Les banques, des acteurs décisifs de la transition

"Lorsque l'on parle de crise climatique, le lien est rarement fait avec les banques alors que ce sont des acteurs décisifs car elles ont la possibilité de modeler ce que sera notre monde demain, via le financement des projets qu'elles décident de soutenir", expose Maëva Courtois, cofondatrice et directrice générale d'Helios.

Passée par les salles de marché de La Banque Postale et du franco-allemand Oddo BHF, cette jeune ingénieure en mathématiques découvre le monde de l'investissement socialement responsable (ISR) en rejoignant le fonds d'investissement Exane. Une expérience qui la laisse sur sa faim.

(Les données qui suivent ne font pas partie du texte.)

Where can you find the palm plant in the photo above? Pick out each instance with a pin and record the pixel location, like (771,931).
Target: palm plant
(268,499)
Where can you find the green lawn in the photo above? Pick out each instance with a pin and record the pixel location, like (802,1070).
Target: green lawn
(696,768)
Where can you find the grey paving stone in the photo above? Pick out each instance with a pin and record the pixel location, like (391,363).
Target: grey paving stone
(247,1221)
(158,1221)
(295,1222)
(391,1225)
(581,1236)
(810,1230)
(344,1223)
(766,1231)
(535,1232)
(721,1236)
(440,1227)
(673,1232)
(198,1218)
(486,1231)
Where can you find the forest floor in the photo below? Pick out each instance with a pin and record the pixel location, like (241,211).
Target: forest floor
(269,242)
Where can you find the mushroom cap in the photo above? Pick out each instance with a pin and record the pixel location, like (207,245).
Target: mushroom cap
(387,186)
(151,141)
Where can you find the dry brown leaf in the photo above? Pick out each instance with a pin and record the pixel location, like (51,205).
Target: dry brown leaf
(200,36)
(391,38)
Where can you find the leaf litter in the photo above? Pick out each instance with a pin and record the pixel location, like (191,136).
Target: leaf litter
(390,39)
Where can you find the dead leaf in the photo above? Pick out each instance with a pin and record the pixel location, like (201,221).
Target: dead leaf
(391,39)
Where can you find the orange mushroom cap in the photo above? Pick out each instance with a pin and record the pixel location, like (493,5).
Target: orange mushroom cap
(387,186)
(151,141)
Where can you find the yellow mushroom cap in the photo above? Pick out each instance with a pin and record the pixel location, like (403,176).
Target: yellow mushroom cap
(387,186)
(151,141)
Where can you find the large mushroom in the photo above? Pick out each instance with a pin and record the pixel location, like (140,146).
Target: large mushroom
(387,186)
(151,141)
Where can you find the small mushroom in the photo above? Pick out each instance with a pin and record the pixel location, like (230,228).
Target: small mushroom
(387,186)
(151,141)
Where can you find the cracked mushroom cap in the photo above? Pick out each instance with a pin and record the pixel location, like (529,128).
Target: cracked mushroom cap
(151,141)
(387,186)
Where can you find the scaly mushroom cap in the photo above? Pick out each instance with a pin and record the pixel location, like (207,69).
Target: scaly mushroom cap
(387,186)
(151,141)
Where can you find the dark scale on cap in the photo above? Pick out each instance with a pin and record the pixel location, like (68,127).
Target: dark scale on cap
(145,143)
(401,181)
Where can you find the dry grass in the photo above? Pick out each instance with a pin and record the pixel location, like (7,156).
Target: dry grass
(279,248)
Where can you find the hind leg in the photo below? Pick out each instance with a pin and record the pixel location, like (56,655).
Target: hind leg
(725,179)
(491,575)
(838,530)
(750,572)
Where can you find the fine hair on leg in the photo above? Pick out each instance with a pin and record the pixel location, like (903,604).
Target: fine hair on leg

"En lisant toutes sortes de rapports, j'ai été très étonnée de réaliser que les choses évoluaient beaucoup trop lentement dans la finance traditionnelle par rapport aux risques climatiques. Les objectifs fixés sont très lointains et les financiers n'exigent pas beaucoup des entreprises sur les aspects environnementaux, sociaux et de gouvernance (ESG). Cela reste très peu ambitieux", regrette-t-elle.

C'est de ce constat qu'est né le projet Helios, qui doit se concrétiser cet automne avec la création d'un compte courant avec lequel "aucun euro n'ira financer une entreprise qui représente un risque pour l'environnement", affirme sa cofondatrice. Dans cette optique, Helios explique avoir mis en place une liste d'exclusion "sans compromis", en bannissant de nombreux secteurs, comme le charbon, l'extraction pétrolière, les pesticides chimiques ou encore l'élevage intensif.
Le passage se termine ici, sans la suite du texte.